The Amendment Act contained provisions which conspicuously indicated an intent to severely penalize all forms of ‘economic terrorism’. Amongst the most noteworthy changes was the amendment of Section 15 of the UAPA, which defines a terrorist act. The phrase ‘economic security’ was added, thereby mandating that acts which prejudiced the economic security of the nation would count as acts of terror. The scope of UAPA, by additions of sub-clause (iii a) to clause (a) of Section 15, was also extended to acts causing “damage to the monetary stability of India, by way of production or smuggling or circulation of high-quality counterfeit Indian paper currency, coin or of any other material.” Section 17, which defines ‘raising of funds for terrorist activities’ was also broadened in scope to include funding by way of producing counterfeit currency. Sec. 33 was also amended so as to allow, by a Court order, pre-trial forfeiture of the assets of the counterfeiter.

Thus, the substantive law dealing with counterfeiting could now be derived from the UAPA. This marks the third stage of the legal developments surrounding counterfeiting. In the first stage, the substantive law on the crime was derived from the IPC and the Police was the investigating body. The second stage was marked by the advent of a Centre-controlled NIA, which became the investigating body instead of the State-controlled Police, but still had to invoke IPC’s provisions as the substantive offense for prosecution. The third stage, which took previous developments to their logical conclusion, was the source of the substantive law shifting from the IPC to the UAPA, much harsher legislation.

These developments, as the terror-afflicted reality of many Indian regions indicates, were quite desperately called for. However, the flip side to the coin, as is the case with any anti-terror legislation, is a potential for human rights abuse. The NIA Act and the UAPA too are not immune to such criticisms. Amongst the more credible criticisms of these legislations is the fact that they detract from the federal nature of the Indian polity. The wide remit of the NIA, and the broad powers granted to it, given its jurisdictional superiority over the State Police, accentuate the Centre’s power over the States. Since the control of the NIA rests in the Centre Government’s hands, its investigational powers can become potent tools for exacting political vendettas. As recent past has shown, dragging political opponents into legal quagmires has become a noticeable phenomenon, and Central control over investigations which hitherto were presided over by State Authorities would not be without its dangers.

That the pre-emptive measures sanctioned under these acts, respecting counterfeiting suspicions, possibly dilute the standards of the principle of ‘innocence until guilt proved’, is also a possibly valid criticism. Although the fight against terrorism, from the State’s point of view, is not an easy one, this does not warrant the conferring of such plenary powers as the Amendment Act has granted to the NIA.
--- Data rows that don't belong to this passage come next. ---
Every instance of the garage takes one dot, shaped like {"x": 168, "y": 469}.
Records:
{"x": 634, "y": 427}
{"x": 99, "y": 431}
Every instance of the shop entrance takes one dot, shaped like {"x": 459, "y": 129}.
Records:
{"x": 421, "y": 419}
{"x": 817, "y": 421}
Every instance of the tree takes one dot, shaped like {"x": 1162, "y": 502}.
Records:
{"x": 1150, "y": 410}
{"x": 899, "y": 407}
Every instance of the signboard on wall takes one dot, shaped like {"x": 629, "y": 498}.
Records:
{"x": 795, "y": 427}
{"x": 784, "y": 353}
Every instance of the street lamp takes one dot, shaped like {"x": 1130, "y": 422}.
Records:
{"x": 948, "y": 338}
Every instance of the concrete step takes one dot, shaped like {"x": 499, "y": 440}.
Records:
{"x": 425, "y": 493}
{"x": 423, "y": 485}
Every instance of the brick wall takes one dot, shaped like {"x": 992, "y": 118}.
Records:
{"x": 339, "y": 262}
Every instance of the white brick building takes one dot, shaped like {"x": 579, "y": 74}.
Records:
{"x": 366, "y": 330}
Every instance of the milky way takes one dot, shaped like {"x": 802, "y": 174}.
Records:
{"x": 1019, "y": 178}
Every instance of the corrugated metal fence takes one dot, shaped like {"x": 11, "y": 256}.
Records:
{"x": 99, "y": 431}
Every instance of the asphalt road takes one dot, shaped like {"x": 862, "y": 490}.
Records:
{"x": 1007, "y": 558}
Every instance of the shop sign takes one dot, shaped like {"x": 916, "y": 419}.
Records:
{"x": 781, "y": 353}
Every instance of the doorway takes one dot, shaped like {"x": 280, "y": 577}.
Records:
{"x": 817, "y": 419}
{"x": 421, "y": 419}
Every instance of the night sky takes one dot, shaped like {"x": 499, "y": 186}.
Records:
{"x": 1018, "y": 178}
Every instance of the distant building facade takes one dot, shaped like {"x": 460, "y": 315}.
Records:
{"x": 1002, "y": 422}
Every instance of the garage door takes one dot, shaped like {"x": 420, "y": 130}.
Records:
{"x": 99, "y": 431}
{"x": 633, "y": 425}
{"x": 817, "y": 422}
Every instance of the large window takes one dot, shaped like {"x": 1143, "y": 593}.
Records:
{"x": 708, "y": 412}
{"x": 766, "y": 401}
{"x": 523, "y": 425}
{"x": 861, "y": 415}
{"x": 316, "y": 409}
Any laws, including the ones aforementioned, which seek to accentuate the powers of State Authorities must be incisively scrutinized. Although the Courts have had little chance to undertake scrutiny of these laws in any case, it can be fairly predicted that the pre-emptive measures sanctioned under the Act will become a subject of contention when the matter goes before the Court. However, care must be taken to not concede too much ground to the anti-establishment arguments. Counterfeiting and economic terrorism are real threats. Laws made to deal with these threats will always be subject to some criticism. But those levelling such criticisms will do well to remember that in the field of national security, the robust defence will always come at possible costs.

[i] KAUSHIK ROY, UNCONVENTIONAL WARFARE IN SOUTH ASIA: SHADOW WARRIORS AND COUNTERINSURGENCY(2016) 184.

[ii] “Dealing With Terrorism: Legal Framework”, Eighth Report: Combating Terrorism, Protecting by Righteousness, Second Administrative Reforms Commission.

[iii] National Investigation Agency Act (Act No.34 of 2008).